34d0f284fac94434817d429e96547367000003:44:218 [2] NCCL INFO comm 0x2c1e8620 rank 10 nranks 16 cudaDev 2 busId 300000 - Init COMPLETE
[E ProcessGroupGloo.cpp:137] Rank 10 successfully reached monitoredBarrier, but received errors while waiting for send/recv from rank 0. Please check rank 0 logs for faulty rank.

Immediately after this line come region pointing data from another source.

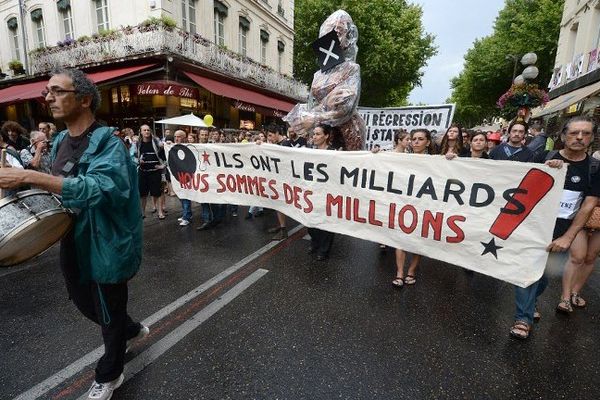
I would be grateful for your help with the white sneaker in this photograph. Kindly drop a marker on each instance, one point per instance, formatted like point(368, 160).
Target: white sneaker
point(144, 331)
point(103, 391)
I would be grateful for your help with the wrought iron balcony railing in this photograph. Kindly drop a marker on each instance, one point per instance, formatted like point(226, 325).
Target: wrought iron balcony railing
point(139, 41)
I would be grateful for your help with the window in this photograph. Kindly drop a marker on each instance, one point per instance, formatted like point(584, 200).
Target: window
point(39, 30)
point(243, 35)
point(220, 14)
point(264, 40)
point(102, 15)
point(188, 12)
point(13, 30)
point(280, 51)
point(64, 11)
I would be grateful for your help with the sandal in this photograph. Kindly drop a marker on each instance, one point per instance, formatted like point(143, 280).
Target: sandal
point(564, 306)
point(577, 300)
point(520, 330)
point(398, 282)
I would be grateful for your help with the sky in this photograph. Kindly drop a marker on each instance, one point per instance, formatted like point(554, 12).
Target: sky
point(456, 25)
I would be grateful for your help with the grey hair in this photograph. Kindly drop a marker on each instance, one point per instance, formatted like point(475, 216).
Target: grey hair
point(34, 134)
point(83, 85)
point(580, 118)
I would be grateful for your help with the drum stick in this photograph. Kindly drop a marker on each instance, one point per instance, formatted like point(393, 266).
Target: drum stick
point(2, 164)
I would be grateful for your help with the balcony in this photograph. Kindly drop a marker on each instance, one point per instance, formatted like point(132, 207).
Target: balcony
point(140, 41)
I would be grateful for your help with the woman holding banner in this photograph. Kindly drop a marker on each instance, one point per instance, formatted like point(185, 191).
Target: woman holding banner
point(421, 143)
point(452, 142)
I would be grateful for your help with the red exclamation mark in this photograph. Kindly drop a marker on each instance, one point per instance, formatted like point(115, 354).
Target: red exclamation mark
point(532, 189)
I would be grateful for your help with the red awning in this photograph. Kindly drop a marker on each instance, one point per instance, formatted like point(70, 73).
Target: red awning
point(32, 90)
point(236, 93)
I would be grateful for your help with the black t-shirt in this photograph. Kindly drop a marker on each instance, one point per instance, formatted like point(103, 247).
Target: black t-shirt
point(71, 148)
point(286, 143)
point(579, 183)
point(149, 160)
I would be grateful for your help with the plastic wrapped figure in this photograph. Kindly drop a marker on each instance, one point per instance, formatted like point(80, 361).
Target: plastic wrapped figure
point(335, 91)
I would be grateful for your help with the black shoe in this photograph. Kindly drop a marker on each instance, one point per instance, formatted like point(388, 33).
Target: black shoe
point(204, 226)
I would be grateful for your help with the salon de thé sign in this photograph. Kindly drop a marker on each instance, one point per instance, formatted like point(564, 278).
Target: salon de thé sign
point(165, 89)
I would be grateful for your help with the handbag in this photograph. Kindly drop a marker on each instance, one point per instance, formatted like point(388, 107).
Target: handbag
point(593, 221)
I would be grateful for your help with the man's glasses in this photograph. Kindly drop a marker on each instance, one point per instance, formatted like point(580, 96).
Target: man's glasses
point(57, 92)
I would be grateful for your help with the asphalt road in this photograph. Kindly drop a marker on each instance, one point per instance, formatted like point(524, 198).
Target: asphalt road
point(236, 316)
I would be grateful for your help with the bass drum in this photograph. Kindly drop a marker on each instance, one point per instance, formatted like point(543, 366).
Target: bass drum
point(30, 222)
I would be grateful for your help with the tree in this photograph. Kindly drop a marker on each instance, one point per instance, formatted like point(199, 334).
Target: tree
point(522, 26)
point(393, 46)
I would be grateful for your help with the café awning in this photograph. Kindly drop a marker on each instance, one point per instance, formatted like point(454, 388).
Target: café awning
point(241, 94)
point(33, 90)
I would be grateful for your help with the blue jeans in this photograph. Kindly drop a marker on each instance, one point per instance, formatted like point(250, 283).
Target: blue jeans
point(213, 212)
point(525, 299)
point(186, 206)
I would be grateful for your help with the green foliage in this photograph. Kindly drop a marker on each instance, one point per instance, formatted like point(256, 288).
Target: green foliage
point(393, 46)
point(164, 21)
point(522, 26)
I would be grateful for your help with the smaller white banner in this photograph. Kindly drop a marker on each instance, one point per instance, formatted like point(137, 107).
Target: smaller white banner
point(382, 123)
point(494, 217)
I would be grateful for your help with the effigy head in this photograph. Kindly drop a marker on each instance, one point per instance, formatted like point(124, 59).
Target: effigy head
point(341, 22)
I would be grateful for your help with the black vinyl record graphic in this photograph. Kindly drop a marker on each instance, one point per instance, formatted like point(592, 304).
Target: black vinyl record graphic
point(181, 160)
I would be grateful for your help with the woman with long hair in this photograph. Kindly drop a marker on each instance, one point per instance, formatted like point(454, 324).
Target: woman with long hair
point(321, 240)
point(421, 143)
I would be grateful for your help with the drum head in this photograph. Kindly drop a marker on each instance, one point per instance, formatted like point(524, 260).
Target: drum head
point(34, 237)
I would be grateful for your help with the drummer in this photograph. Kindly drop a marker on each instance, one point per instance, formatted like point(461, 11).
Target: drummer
point(94, 174)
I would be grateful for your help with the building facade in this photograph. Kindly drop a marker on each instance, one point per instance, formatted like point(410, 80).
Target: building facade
point(575, 82)
point(230, 58)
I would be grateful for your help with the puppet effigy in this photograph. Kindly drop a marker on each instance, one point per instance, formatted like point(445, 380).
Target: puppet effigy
point(335, 89)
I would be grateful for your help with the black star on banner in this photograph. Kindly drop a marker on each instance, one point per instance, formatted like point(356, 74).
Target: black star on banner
point(491, 247)
point(328, 51)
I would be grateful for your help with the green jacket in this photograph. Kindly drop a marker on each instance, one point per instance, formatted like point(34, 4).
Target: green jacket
point(108, 230)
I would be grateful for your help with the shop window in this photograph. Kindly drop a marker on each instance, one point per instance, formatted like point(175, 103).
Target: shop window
point(264, 40)
point(188, 15)
point(65, 14)
point(38, 27)
point(243, 35)
point(280, 52)
point(102, 23)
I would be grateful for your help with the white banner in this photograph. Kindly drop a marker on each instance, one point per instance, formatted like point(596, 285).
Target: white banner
point(382, 123)
point(493, 217)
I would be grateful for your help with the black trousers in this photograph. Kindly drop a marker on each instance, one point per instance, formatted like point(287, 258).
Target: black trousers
point(321, 241)
point(105, 305)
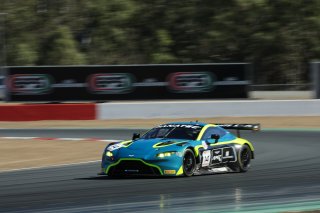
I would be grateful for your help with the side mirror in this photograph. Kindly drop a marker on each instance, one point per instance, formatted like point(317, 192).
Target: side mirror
point(215, 137)
point(135, 136)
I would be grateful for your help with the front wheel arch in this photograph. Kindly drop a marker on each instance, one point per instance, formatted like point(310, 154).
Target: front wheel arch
point(188, 162)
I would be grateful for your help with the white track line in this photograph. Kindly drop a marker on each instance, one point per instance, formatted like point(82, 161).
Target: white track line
point(49, 166)
point(60, 139)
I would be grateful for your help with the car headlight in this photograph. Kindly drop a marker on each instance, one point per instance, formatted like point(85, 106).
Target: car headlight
point(165, 154)
point(109, 154)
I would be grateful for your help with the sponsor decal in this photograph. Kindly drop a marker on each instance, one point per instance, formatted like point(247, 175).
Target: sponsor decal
point(216, 156)
point(111, 83)
point(206, 157)
point(191, 82)
point(30, 84)
point(180, 125)
point(204, 144)
point(115, 147)
point(169, 172)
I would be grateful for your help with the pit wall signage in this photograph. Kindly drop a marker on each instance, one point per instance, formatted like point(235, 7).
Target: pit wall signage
point(128, 82)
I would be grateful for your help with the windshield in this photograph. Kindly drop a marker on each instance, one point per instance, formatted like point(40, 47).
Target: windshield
point(188, 132)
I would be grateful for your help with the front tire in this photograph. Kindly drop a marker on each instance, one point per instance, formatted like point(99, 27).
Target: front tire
point(244, 160)
point(189, 163)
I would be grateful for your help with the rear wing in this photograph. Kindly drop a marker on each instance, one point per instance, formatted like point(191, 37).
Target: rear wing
point(238, 127)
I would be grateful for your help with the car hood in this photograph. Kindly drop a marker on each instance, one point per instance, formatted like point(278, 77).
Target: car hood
point(144, 147)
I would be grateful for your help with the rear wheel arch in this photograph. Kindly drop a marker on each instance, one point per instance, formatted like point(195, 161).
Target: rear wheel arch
point(250, 147)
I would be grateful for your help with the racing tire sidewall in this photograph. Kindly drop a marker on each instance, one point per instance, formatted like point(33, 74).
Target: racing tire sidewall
point(188, 158)
point(242, 165)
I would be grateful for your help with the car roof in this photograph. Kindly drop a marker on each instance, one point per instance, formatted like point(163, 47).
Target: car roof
point(190, 123)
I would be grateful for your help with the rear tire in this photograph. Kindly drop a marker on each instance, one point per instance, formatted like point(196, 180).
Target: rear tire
point(188, 163)
point(244, 160)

Traceback (most recent call last):
  File "train.py", line 107, in <module>
    model = nn.parallel.DistributedDataParallel(model, device_ids=[local_rank], output_device=local_rank)
  File "/usr/local/lib/python3.8/dist-packages/torch/nn/parallel/distributed.py", line 655, in __init__
    _verify_param_shape_across_processes(self.process_group, parameters)
  File "/usr/local/lib/python3.8/dist-packages/torch/distributed/utils.py", line 112, in _verify_param_shape_across_processes
    return dist._verify_params_across_processes(process_group, tensors, logger)
RuntimeError: Rank 10 successfully reached monitoredBarrier, but received errors while waiting for send/recv from rank 0. Please check rank 0 logs for faulty rank.
 Original exception: 
[../third_party/gloo/gloo/transport/tcp/unbound_buffer.cc:133] Timed out waiting 1800000ms for send operation to complete
34d0f284fac94434817d429e96547367000003:44:220 [2] NCCL INFO [Service thread] Connection closed by localRank 2
34d0f284fac94434817d429e96547367000003:44:44 [2] NCCL INFO comm 0x2c1e8620 rank 10 nranks 16 cudaDev 2 busId 300000 - Abort COMPLETE

Here’s my Dockerfile:

# check release notes https://docs.nvidia.com/deeplearning/frameworks/pytorch-release-notes/index.html
# nvidia containers https://docs.nvidia.com/deeplearning/frameworks/pytorch-release-notes/rel-23-04.html#rel-23-04
# FROM nvcr.io/nvidia/pytorch:22.04-py3
#FROM nvcr.io/nvidia/pytorch:23.02-py3 #requires GPUs with compute capability of 5+
FROM nvcr.io/nvidia/pytorch:22.12-py3

##############################################################################
# NCCL TESTS
##############################################################################
ENV NCCL_TESTS_TAG=v2.11.0

# NOTE: adding gencodes to support K80, M60, V100, A100
RUN mkdir /tmp/nccltests && \
    cd /tmp/nccltests && \
    git clone -b ${NCCL_TESTS_TAG} https://github.com/NVIDIA/nccl-tests.git && \
    cd nccl-tests && \
    make \
    MPI=1 MPI_HOME=/opt/hpcx/ompi \
    NVCC_GENCODE="-gencode=arch=compute_35,code=sm_35 -gencode=arch=compute_50,code=sm_50 -gencode=arch=compute_60,code=sm_60 -gencode=arch=compute_61,code=sm_61 -gencode=arch=compute_70,code=sm_70 -gencode=arch=compute_80,code=sm_80" \
    CUDA_HOME=/usr/local/cuda && \
    cp ./build/* /usr/local/bin && \
    rm -rf /tmp/nccltests

# Install dependencies missing in this container
# NOTE: container already has matplotlib==3.5.1 tqdm==4.62.0
COPY requirements.txt ./
RUN pip install -r requirements.txt


# add ndv4-topo.xml
RUN mkdir /opt/microsoft/
ADD ./ndv4-topo.xml /opt/microsoft

# to use on A100, enable env var below in your job
# ENV NCCL_TOPO_FILE="/opt/microsoft/ndv4-topo.xml"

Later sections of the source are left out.